Lomer & Beacon Hill (Roman Road Survey)
This site has two projects. The Roman Road running in the above survey consists of three lanes, with the two smaller lanes cut out of an escarpment, and the larger 40' lane running to the south below. The initial project was to achieve an excavation by using a large ditch cut through the upper smaller lane to create an archaeological section. The landowner however said we could also cut a trench through the track below it, which runs on the middle (smaller) lane. These excavations are partly completed. They show that the middle (smaller) lane is cut directly out of the chalk bedrock, while the upper lane is built up with this excavated chalk. This upper lane has a wider levelled surface than we expected, and a further section of the deep ditch will be cleaned up to show where the natural slope of the hillside occurs. It also remains to complete the excavation of the track during Easter 2019.

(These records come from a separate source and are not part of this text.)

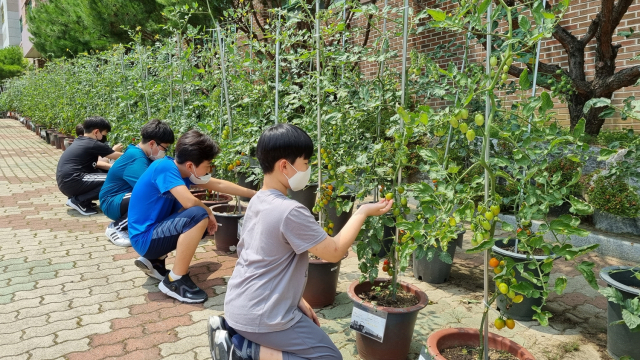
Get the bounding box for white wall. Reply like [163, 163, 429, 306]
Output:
[0, 0, 22, 48]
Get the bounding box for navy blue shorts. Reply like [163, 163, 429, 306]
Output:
[142, 206, 209, 260]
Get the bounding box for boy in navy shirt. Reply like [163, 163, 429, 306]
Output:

The landowner thought there was a Roman site on his land and asked us to investigate. One of his people had found several Roman coins from the field containing the deserted village of Lomer. This village has earthworks round it which seemed too large for the Saxon period, and we got permission to survey them. We found a far more accurate survey can be achieved by using a LIDAR image as the base, which also show the Roman Road alignments which form the NE edge of the site. This alignment changes as it passes, and it can be seen from the above image that the NW ramparts are at right angles to the Roman alignment, while the lower part of the SE ramparts is at right angles to the Roman alignment there. However the upper part of the SE rampart is parallel to the NW rampart - while the banks here are cutting the Roman 40' lane - suggesting at this time this lane had fallen out of use - which dates to the later Roman period. These properties are typical of the Roman period. The features of the NE part of the site are the highest, and from outcroppings seem to be made of packed flint, which is why they survive so well. Several people have remarked that the escarpments seem typical of Greek Temple bases.
While some of the ramparts could be defensive, the NE and parts of the SE are clearly not. If one lists all the cases where Romans made ramparts or enclosures, only a Temple Site would qualify. There may be three Temple bases, two of them small. The date of formation would be late Roman. The Greeks sometimes had Temple sites for a group of Gods headed by a Chief God. Such sites would also have a Treasury - which might occupy the 4th enclosure shown on the above image. We hope to carry out geophysics to map the extent of the packed flint during the Easter 2019 excavations, and take photographs showing the escarpment bases.
Drawing the cleaned up ditch as an Archaeological Section.
Excavating the track down to the chalk.